Vast stretches of countryside that spend months of the year as a muted, dry brown have been transformed into a carpet of color that can be seen from space.
"It almost feels like a painting," says Triana Montserrat as she surveys the California poppies, brittlebush and lupins that smother the ground.
"It's so intricate, and it's so beautiful. It's like my mind couldn't even have come up with that itself," adds the 29-year-old.
America's most populous state spent months cowering from the onslaught of repeated storms that brought near-record rainfall.
Californians more used to wearing shorts and shades retreated indoors, where many suddenly discovered roof leaks that had gone unnoticed during several dry years.
But as the waterlogged winter gave way to spring, nature revealed its spectacular reward.
Behold: the super bloom, an ill-defined but you'll-know-it-when-you-see-it treat that comes along every so often, when the arid ground is treated to a jolly good soaking.
- Tourists -
From the earliest Spanish missionaries to some of the giants of American literature, the super bloom has long captivated those lucky enough to see it.
Unfortunately, say nature lovers, the era of Instagram and TikTok means these delicate blooms can easily become victims of their own popularity.
A short distance from where AFP visited, a hiking trail is closed to the public to avoid being swamped.
The neighboring town of Lake Elsinore has shut the gates on Walker Canyon, with a patrol car stationed there to make sure no one gets in.
It's all part of an effort to avoid a repeat of what was dubbed the "poppy apocalypse" of 2019, during the last super bloom, when tens of thousands of daytrippers swarmed the countryside creating monster traffic jams that paralysed the region.
Influencers and selfie-seeking tourists dumped their cars along highways and marched right into the wildflowers, crushing whatever lay in their path as they sought the perfect shot.
"It was a nightmare. They just trampled over everything, and smashed a lot of the flowers," says Pete Liston, owner of the Skull Canyon zip line.
"In the area over Walker Canyon, you can still see where in 2019 they made trails.

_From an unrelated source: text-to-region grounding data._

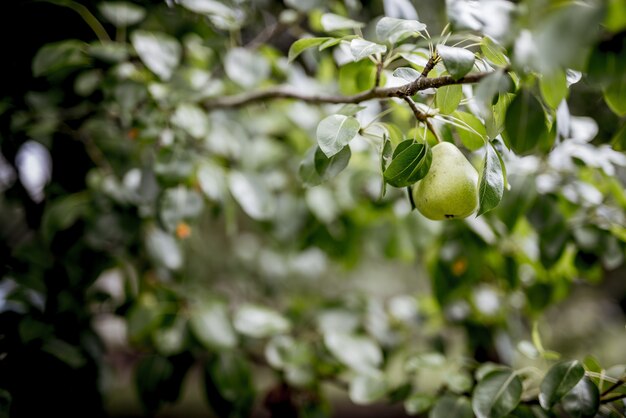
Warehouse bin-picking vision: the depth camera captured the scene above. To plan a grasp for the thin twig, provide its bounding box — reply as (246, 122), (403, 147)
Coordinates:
(601, 375), (626, 396)
(403, 96), (441, 142)
(204, 71), (492, 110)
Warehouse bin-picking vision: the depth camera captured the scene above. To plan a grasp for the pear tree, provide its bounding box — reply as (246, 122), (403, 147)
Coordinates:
(0, 0), (626, 418)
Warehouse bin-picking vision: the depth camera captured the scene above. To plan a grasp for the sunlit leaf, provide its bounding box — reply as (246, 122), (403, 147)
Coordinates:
(324, 332), (383, 374)
(315, 145), (352, 181)
(376, 17), (426, 44)
(472, 370), (522, 418)
(348, 373), (387, 405)
(321, 13), (365, 32)
(130, 30), (182, 81)
(32, 40), (89, 77)
(98, 1), (146, 27)
(539, 360), (585, 409)
(317, 115), (361, 157)
(428, 395), (474, 418)
(561, 376), (600, 418)
(228, 171), (276, 220)
(383, 140), (432, 187)
(233, 304), (291, 338)
(504, 90), (548, 154)
(393, 67), (422, 83)
(435, 85), (463, 114)
(350, 38), (387, 61)
(476, 143), (504, 216)
(189, 302), (237, 349)
(287, 37), (334, 61)
(437, 45), (474, 80)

Nothing grew back even in the super bloom."
His adventure park is capitalizing on 2023's abundance, offering tours that take riders whizzing above the flowers, where they can enjoy them without fear of killing anything.
For Montserrat, it's the perfect way to savor the spectacle without leaving a mark on the landscape.
"I've always wanted to do the super bloom, to hike through it," she tells AFP.
"But I wanted to make sure that it was here for future generations to enjoy."
- 'Connect with nature' -
While most people agree on the need to protect the flowers, not everyone wants to see trails closed with only webcams offered in their place, as Lake Elsinore has done.
Each super bloom is a "moment enabling the public to connect with nature and to grow enthusiasm for California biodiversity," says Evan Meyer of the Theodore Payne Foundation, an organization highlighting Southern California's natural flora.
"In closing down Walker Canyon, Lake Elsinore is sending the exact opposite message."
Instead of stopping people from enjoying these marvelous displays, he says: "We need to develop an ethic of nature appreciation within our culture."
Which is what the guides at Skull Canyon strive for.
As they strap visitors in for lengthy zip line rides, they offer a reminder that picking flowers is forbidden, and tell them always to stick to the paths.
For amateur photo enthusiasts like Lisa Mayer, the zip lines offer a perfect way to see the colorful mountains.
Her pictures will definitely end up on Instagram, she says, but she'll make sure they are responsibly captioned.
"I probably will post something about protecting the flowers and not to step on them and be aware of where you're walking," she said.